Gérôme B.

"La littérature est l'essentiel ou n'est rien." Georges Bataille

23 mai 2008

Michael K.

Ce que la sage-femme remarqua d'abord chez Michael lorsqu'elle l'aida à sortir du ventre de sa mère, ce fut son bec de lièvre. La lèvre se retroussait comme un pied d'escargot ; la narine gauche s'ouvrait, béante. Cachant un instant l'enfant à sa mère, elle enfonça un doigt dans sa bouche, minuscule bourgeon, et constata avec soulagement que le palais était intact.
Elle dit à la mère: "Réjouissez-vous, ils portent bonheur à toute la famille." Mais Anna K ne se fit jamais à cette bouche qui refusait de se fermer, à la chair rose, vivante, ainsi mise à nue devant elle. Elle frissonnait en pensant à cet être qui s'était développé en elle au fil des mois. L'enfant n'arrivait pas à prendre le sein et pleurait de faim.
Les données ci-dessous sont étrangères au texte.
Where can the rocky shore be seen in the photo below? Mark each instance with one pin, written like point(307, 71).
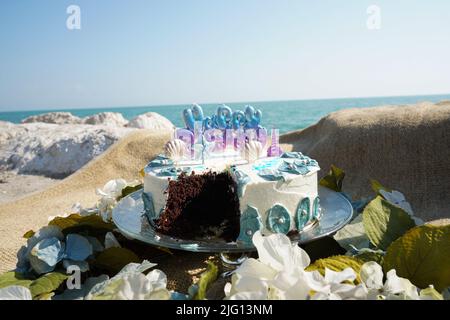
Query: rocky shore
point(44, 148)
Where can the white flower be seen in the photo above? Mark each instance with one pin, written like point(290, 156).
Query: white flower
point(398, 199)
point(112, 188)
point(333, 287)
point(394, 288)
point(131, 284)
point(109, 194)
point(15, 293)
point(111, 241)
point(277, 274)
point(105, 206)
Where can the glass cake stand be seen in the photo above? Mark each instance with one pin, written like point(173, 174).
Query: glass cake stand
point(129, 217)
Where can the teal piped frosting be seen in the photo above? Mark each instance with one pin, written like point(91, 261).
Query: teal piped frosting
point(316, 208)
point(241, 180)
point(160, 161)
point(149, 206)
point(295, 167)
point(278, 219)
point(167, 172)
point(250, 223)
point(291, 155)
point(303, 213)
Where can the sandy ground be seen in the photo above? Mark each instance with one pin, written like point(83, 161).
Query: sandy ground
point(15, 186)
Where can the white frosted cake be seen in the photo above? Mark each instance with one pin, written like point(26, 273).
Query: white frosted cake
point(230, 197)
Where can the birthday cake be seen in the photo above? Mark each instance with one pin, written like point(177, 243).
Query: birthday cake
point(226, 177)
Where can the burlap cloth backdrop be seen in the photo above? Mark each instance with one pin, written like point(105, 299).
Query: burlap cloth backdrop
point(407, 148)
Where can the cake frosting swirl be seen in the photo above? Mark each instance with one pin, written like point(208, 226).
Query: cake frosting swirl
point(235, 192)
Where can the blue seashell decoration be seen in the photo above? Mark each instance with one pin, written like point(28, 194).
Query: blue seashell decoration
point(197, 112)
point(188, 119)
point(293, 167)
point(272, 175)
point(238, 120)
point(303, 213)
point(160, 161)
point(250, 223)
point(149, 206)
point(242, 180)
point(316, 209)
point(167, 172)
point(253, 117)
point(296, 155)
point(223, 119)
point(278, 219)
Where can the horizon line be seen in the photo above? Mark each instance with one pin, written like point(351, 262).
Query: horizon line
point(228, 102)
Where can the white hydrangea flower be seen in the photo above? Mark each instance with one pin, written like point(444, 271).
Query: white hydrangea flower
point(277, 274)
point(111, 241)
point(395, 287)
point(112, 188)
point(109, 194)
point(398, 199)
point(15, 293)
point(131, 284)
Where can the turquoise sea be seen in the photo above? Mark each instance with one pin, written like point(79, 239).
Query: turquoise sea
point(284, 115)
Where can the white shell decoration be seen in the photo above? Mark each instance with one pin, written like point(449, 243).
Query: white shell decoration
point(253, 150)
point(175, 149)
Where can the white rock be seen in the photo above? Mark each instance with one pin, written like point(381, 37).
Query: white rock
point(107, 119)
point(54, 150)
point(151, 120)
point(54, 117)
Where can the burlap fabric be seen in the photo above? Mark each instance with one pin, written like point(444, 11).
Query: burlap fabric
point(403, 147)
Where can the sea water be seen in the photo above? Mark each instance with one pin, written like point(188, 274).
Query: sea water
point(283, 115)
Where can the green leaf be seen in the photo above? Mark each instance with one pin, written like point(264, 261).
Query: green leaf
point(334, 179)
point(114, 259)
point(431, 293)
point(384, 222)
point(207, 277)
point(370, 255)
point(422, 255)
point(28, 234)
point(323, 248)
point(76, 223)
point(130, 189)
point(14, 279)
point(353, 235)
point(47, 283)
point(337, 263)
point(376, 187)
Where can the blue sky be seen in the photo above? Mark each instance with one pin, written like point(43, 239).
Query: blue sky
point(142, 52)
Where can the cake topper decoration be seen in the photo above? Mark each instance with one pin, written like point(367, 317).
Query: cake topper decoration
point(227, 133)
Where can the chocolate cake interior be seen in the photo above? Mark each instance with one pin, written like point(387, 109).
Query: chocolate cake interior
point(201, 205)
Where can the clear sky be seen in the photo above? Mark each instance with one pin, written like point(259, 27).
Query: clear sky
point(142, 52)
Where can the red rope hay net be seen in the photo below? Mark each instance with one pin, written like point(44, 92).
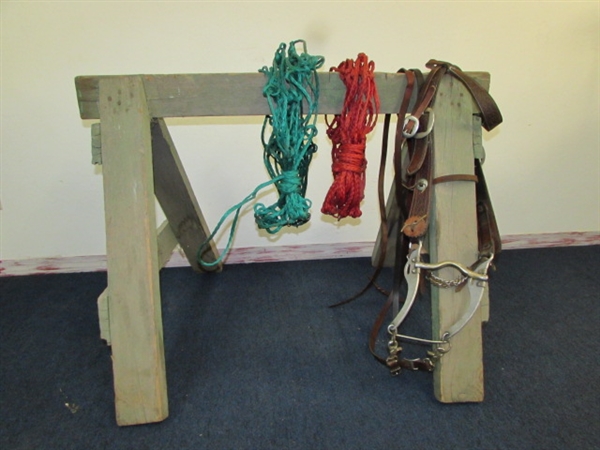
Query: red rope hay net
point(348, 133)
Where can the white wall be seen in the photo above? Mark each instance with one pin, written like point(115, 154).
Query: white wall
point(543, 161)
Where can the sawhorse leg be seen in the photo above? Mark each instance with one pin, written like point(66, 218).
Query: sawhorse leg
point(140, 160)
point(132, 253)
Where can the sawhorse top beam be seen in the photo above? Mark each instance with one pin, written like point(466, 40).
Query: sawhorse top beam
point(235, 94)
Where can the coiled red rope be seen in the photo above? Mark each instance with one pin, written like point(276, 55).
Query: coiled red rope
point(348, 133)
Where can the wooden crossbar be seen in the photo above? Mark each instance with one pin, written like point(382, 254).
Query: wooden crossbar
point(237, 94)
point(140, 162)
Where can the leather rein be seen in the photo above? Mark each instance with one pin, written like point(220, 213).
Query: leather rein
point(413, 193)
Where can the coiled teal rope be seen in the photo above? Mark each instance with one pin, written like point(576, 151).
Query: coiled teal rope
point(291, 83)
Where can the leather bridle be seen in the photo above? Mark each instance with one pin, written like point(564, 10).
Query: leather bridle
point(413, 192)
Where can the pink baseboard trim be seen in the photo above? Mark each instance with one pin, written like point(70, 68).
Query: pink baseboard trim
point(281, 253)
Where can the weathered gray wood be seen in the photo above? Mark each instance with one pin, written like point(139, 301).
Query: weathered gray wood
point(453, 236)
point(392, 212)
point(132, 253)
point(96, 144)
point(166, 244)
point(176, 197)
point(238, 94)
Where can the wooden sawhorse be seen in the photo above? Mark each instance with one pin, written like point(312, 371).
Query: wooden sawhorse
point(140, 162)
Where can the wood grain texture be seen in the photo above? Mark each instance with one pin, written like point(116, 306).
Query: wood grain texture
point(453, 236)
point(132, 253)
point(235, 94)
point(176, 197)
point(166, 244)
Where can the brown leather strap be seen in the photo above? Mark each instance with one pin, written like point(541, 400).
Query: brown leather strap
point(417, 222)
point(488, 234)
point(490, 113)
point(455, 177)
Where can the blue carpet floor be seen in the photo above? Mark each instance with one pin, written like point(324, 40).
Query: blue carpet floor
point(256, 360)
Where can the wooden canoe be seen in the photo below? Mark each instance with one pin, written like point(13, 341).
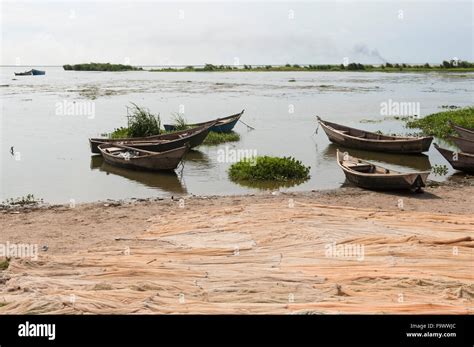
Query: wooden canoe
point(159, 143)
point(222, 125)
point(26, 73)
point(465, 145)
point(38, 72)
point(133, 158)
point(460, 161)
point(370, 176)
point(365, 140)
point(465, 133)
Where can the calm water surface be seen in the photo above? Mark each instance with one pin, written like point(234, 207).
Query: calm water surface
point(55, 161)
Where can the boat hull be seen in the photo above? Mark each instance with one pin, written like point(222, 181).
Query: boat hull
point(464, 144)
point(158, 143)
point(388, 144)
point(26, 73)
point(465, 133)
point(405, 182)
point(459, 161)
point(164, 161)
point(379, 178)
point(38, 72)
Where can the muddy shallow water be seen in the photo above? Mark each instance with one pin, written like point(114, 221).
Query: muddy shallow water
point(53, 159)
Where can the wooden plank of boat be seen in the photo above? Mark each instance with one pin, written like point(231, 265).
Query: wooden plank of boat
point(365, 140)
point(370, 176)
point(135, 158)
point(464, 144)
point(222, 125)
point(38, 72)
point(159, 143)
point(459, 160)
point(26, 73)
point(465, 133)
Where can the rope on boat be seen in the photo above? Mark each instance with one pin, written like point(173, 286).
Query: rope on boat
point(248, 126)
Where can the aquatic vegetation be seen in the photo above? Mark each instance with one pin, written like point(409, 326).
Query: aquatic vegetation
point(180, 122)
point(141, 122)
point(214, 138)
point(101, 67)
point(439, 170)
point(119, 133)
point(266, 168)
point(437, 124)
point(29, 199)
point(452, 66)
point(4, 264)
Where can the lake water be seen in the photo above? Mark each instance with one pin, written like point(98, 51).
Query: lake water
point(53, 159)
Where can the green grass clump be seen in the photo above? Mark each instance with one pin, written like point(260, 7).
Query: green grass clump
point(437, 124)
point(439, 170)
point(180, 122)
point(143, 123)
point(101, 67)
point(4, 264)
point(265, 168)
point(214, 138)
point(119, 133)
point(23, 200)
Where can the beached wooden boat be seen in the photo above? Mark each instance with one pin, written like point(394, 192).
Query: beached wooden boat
point(159, 143)
point(222, 125)
point(38, 72)
point(465, 133)
point(25, 73)
point(465, 145)
point(460, 161)
point(134, 158)
point(370, 176)
point(361, 139)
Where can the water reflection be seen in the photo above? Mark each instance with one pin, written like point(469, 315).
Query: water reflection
point(166, 181)
point(198, 157)
point(420, 162)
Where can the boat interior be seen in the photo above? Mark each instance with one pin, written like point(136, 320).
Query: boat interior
point(366, 168)
point(124, 153)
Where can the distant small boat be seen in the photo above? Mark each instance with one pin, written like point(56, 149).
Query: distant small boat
point(465, 133)
point(460, 161)
point(134, 158)
point(370, 176)
point(26, 73)
point(465, 145)
point(361, 139)
point(38, 72)
point(223, 125)
point(158, 143)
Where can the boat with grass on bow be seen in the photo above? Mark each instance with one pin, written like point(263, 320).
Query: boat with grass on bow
point(158, 143)
point(365, 140)
point(222, 125)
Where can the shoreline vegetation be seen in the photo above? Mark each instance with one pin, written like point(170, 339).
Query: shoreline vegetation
point(445, 66)
point(437, 124)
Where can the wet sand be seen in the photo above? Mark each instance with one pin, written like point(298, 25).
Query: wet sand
point(344, 251)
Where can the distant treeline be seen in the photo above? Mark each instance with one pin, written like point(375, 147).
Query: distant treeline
point(453, 65)
point(101, 67)
point(446, 65)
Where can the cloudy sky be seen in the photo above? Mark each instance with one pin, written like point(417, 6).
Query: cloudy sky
point(244, 32)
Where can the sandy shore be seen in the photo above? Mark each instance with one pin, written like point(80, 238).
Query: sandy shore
point(344, 251)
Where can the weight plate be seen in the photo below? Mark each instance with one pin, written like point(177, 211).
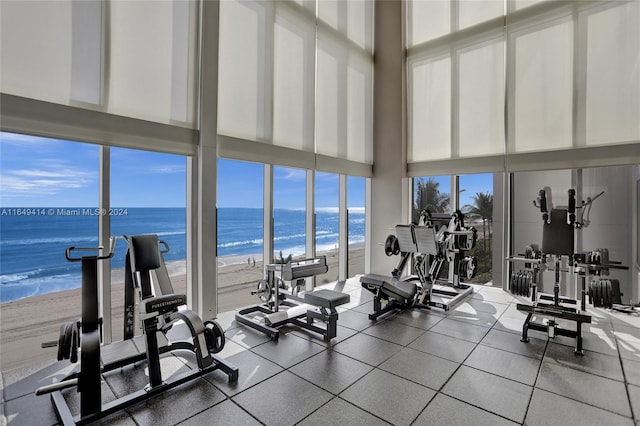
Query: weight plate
point(214, 335)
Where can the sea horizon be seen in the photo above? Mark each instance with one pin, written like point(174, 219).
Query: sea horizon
point(33, 240)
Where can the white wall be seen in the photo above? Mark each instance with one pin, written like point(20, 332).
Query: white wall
point(609, 223)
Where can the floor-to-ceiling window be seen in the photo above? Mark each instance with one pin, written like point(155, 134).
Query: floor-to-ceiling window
point(240, 232)
point(49, 202)
point(327, 223)
point(289, 212)
point(356, 193)
point(475, 198)
point(147, 196)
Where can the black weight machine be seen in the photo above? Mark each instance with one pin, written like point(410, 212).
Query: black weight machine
point(284, 304)
point(429, 247)
point(558, 236)
point(158, 314)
Elle essaya le biberon ; comme il n'arrivait pas non plus à tirer sur la tétine, elle le nourrit à la petite cuillère, exaspérée quand il toussait, crachait et pleurait.
"En grandissant, ça se refermera", promit la sage-femme. Mais la lèvre ne se referma pas, ou pas assez, et le nez ne se redressa pas.
Elle emmena le bébé au travail avec elle, et continua à l'emmener quand il eut cessé d'être un bébé. Elle le tint à l'écart des autres enfants, parce que leurs sourires et leurs chuchotements la blessait. Année après année, Michael K, assis sur une couverture, regardait sa mère cirer les parquets des autres, et appris à se taire.

Michael K, sa vie, son temps, J.M. Coetzee, Editions du Seuil, trad. Sophie Mayoux, 1985 (1983), page 11

Il est semblable à un caillou, un galet qui, après être resté tranquillement dans son coin depuis le commencement des temps, est brusquement ramassé et passé de main en main sans ménagement, au hasard. Une petite pierre dure, à peine consciente de ce qui l'entoure, absorbée en elle-même et dans sa vie intérieure. Il traverse toutes ces institutions, ces camps, ces hôpitaux et Dieu sait quoi d'autre. Il n'a pas engendré, nul ne l'a engendré.

page 172

L'Etat vit sur le dos de fouilleurs de terre comme Michaels ; il dévore le produit de leur labeur et leur chie dessus en retour. Mais quand l'Etat a tamponné un matricule sur Michaels et l'a avalé, il perdait son temps. Car Michaels a traversé les entrailles de l'Etat sans être digéré ; il est sorti de ses camps aussi intact que de ses écoles et de ses orphelinats.

page 204

Au moins, pensa-t-il, au moins, je n'ai pas été malin ; je ne suis pas revenu à Sea Point avec un plein chargement d'histoires, prêt à raconter comment ils m'avaient tapé dessus dans les camps jusqu'à ce que je sois maigre comme un clou et que je perde la tête. J'étais muet et stupide dès le début, je resterai muet et stupide jusqu'à la fin. Il n'y a pas de honte à être un simple d'esprit. Les simples d'esprit ont été les premiers à se faire enfermer. Maintenant, ils ont des camps pour les enfants dont les parents sont partis, des camps pour les agités qui ont l'écume aux lèvres, des camps pour les gens qui ont de grosses têtes et pour ceux qui ont de petites têtes, des camps pour les gens sans moyen de subsistance apparents, des camps pour les gens qu'ils trouvent installés dans les déversoirs d'orage, des camps pour les filles des rues, des camps poru les gens qui ne savent pas combien font deux et deux, des camps pour les gens qui ont oublié leurs papiers à la maison, des camps pour les gens qui vivent dans les montagnes et qui font sauter des ponts la nuit. Peut être, en vérité, est-ce suffisant d'avoir échappé aux camps, de nêtre dans aucun de ces camps. Peut-être cela représente-t-il, pour le moment, une réussite suffisante. Combien de gens reste-t-il qui ne soient ni enfermés, ni chargés de surveiller la porte ? J'ai échappé aux camps ; si je fais attention à ne pas trop me montrer, peut-être que j'échapperai aussi à la charité.